Uyuşturucu maddenin eroin, kokain, morfin, sentetik kannabinoid ve türevleri veya bazmorfin olması, üçüncü fıkrada tanımlanan suçun konu bakımından nitelikli unsurunu oluşturmakta ve verilecek cezanın artırılmasını gerektirmektedir.
Uyuşturucu veya uyarıcı madde nakletme ve sevk etme birbirinden farklıdır. Nakledenin, uyuşturucu veya uyarıcı maddenin maliki veya zilyedi olması zorunlu değildir. Nakleden, uyuşturucu veya uyarıcı maddeyi bizzat veya adamları aracılığı ile götüren kişidir. Uyuşturucu veya uyarıcı maddenin nakledilmesi bedel karşılığı olabileceği gibi bedelsiz de olabilir. Failin naklettiği eşyanın uyuşturucu veya uyarıcı madde olduğunu bilmesi suçun oluşumu için yeterlidir.
Uyuşturucu madde ticareti yapma suçunun üç veya daha fazla kişi tarafından birlikte işlenmesi hâlinde verilecek cezanın yarı oranında artırılacağı öngörülmüştür. Bu nitelikli hâlin uygulanması için üç veya daha fazla kişinin suçun icra hareketlerini müşterek fail olarak sorumluluğu gerektirecek şekilde birlikte gerçekleştirmiş olmaları gerekir. Şerikler, yani suça azmettiren veya yardım edenler bu sayıya dahil değildir.
T.C.
YARGITAY
20. CEZA DAİRESİ
E. 2017/118
K. 2018/2637
T. 4.6.2018
• UYUŞTURUCU MADDE TİCARETİ YAPMA SUÇU ( Sanığın Üzerinde Ele Geçirilen Uyuşturucu
• ZİNCİRLEME SUÇ ( Sanığın Uyuşturucu Madde Ticareti Yaptığına Dair İkinci Bir Eylemi Tesbit Edilemediği Bu Sebeple Tek Olan Eyleminin Bir Suç Oluşturduğu Gözetilmeden Sanık Hakkında Zincirleme Suç Hükümleri Uygulanarak Artırım Yapılması Suretiyle Fazla Ceza Tayininin Hatalı Olduğu )
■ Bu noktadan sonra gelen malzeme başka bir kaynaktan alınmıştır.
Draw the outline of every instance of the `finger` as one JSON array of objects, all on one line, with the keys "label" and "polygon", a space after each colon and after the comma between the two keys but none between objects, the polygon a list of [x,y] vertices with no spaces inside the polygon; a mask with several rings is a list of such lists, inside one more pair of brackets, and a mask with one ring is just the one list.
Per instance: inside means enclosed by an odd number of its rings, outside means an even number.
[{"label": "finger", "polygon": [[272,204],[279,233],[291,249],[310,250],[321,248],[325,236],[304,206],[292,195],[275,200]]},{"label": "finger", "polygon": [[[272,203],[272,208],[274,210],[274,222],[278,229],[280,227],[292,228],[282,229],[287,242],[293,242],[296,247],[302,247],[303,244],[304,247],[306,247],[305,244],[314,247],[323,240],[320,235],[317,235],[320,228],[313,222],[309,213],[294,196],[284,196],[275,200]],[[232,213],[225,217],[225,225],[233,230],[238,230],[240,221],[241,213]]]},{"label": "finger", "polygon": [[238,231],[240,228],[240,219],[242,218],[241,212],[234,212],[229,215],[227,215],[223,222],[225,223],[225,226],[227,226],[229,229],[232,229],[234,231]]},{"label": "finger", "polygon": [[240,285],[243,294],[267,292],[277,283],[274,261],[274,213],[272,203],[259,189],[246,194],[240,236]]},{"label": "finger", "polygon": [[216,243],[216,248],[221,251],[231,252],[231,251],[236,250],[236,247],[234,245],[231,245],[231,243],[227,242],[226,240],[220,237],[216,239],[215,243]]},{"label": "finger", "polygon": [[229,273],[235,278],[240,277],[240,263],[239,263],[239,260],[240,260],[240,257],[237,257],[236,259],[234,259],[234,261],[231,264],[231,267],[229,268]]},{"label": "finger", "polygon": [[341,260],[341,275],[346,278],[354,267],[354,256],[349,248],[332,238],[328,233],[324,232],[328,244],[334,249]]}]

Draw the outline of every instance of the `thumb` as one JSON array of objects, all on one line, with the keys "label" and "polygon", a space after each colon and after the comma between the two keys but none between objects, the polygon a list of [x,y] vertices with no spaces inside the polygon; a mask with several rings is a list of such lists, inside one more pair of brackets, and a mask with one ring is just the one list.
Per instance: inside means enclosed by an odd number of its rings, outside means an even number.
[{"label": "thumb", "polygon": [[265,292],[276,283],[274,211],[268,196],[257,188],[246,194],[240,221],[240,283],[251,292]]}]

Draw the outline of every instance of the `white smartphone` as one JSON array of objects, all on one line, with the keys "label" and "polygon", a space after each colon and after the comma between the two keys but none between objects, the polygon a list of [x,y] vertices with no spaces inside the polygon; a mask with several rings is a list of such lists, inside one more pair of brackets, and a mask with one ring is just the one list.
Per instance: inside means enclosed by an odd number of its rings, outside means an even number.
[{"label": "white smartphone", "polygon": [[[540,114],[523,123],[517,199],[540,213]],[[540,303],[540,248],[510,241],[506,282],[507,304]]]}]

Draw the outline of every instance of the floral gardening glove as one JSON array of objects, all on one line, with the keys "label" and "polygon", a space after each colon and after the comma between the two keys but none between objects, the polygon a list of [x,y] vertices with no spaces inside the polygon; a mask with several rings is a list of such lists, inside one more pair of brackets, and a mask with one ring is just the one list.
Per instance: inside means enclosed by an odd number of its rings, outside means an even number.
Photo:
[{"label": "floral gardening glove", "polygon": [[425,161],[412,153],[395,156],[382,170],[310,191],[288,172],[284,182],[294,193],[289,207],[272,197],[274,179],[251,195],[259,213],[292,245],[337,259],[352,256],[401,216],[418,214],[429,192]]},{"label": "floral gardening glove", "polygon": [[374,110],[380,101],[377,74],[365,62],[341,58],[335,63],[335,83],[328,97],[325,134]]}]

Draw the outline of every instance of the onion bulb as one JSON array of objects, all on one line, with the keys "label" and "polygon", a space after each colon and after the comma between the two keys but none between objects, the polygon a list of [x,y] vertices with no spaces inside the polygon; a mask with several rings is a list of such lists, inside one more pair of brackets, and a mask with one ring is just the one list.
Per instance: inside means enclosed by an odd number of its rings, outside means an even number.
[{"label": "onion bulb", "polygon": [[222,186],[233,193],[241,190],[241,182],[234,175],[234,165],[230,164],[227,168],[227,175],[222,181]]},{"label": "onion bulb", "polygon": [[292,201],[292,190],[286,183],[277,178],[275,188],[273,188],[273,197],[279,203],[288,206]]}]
• DELİL YETERSİZLİĞİ ( Aramada Sanığın Üzerinde Ele Geçirilen Uyuşturucu
5237/m.43
ÖZET : Dosyadaki bilgi ve belgelere göre sanıktan 207 adet MDMA ihtiva eden hap ele geçirildiği eylemi sabit ise de; sanığın diğer sanığa teslim etmek üzere naklettiği 100 adet MDMA ihtiva eden hapın ele geçirildiği olayda, sanığın, diğer sanığı suça konu hapları alması konusunda yönlendirip azmettirdiğine dair farklı anlamlar taşıyabilecek telefon
DAVA : Dosya incelendi.
GEREĞİ GÖRÜŞÜLÜP DÜŞÜNÜLDÜ:
KARAR : Sanıklar … ve….. ile arkadaşları hakkında uyuşturucu madde ticareti yapma suçundan Dairemizin 2015/10883 sırasına kayıtlı Yalova Ağır Ceza Mahkemesi’nin 2011/200 esas ve 2012/135 karar sayılı dosyası, bağlantı sebebiyle birlikte incelenmiştir.
A- )Sanık … hakkında kullanmak için uyuşturucu madde bulundurma suçundan verilen kararın incelenmesinde :
Kullanmak için uyuşturucu veya uyarıcı madde satın alma, kabul etme veya bulundurma suçundan dolayı, 5237 Sayılı TCK’nın 191. maddesinin 2. fıkrası gereğince verilen “denetimli serbestlik tedbiri uygulanmasına” veya “tedavi ve denetimli serbestlik tedbiri uygulanmasına” dair kararlar, sözü edilen fıkraya 14.04.2011 tarihinde yürürlüğe giren 6217 Sayılı Kanun’un 20. maddesiyle eklenen son cümleye göre, durma kararı niteliğinde olup itiraz kanun yoluna tabi olması nedeniyle, itirazla ilgili gerekli kararın yetkili ve görevli itiraz merciince verilmesi için, dosyanın incelenmeksizin Yargıtay Cumhuriyet Başsavcılığı’na İADESİNE,
B- )Sanıklar …, …,…., …, …, … ve … hakkında uyuşturucu madde ticareti yapma suçundan verilen beraat hükmünün incelenmesinde:
Yargılama sürecindeki işlemlerin yasaya uygun olarak yapıldığı, delillerin gerekçeli kararda gösterilip tartışıldığı, vicdanî kanının dosya içindeki belge ve bilgilerle uyumlu olarak kesin verilere dayandırıldığı anlaşıldığından; Cumhuriyet savcısının yerinde görülmeyen temyiz itirazlarının reddiyle, hükmün ONANMASINA,
C- )Sanıklar …, …, … ve … hakkında uyuşturucu madde ticareti yapma suçundan verilen hükümlerin incelenmesinde:
TCK’nın 53. maddesinin uygulanması ile ilgili olarak Anayasa Mahkemesi’nin 08.10.2015 tarih ve E.2014/140; K.2015/85 Sayılı kararının infaz aşamasında gözetilmesi mümkün görülmüştür.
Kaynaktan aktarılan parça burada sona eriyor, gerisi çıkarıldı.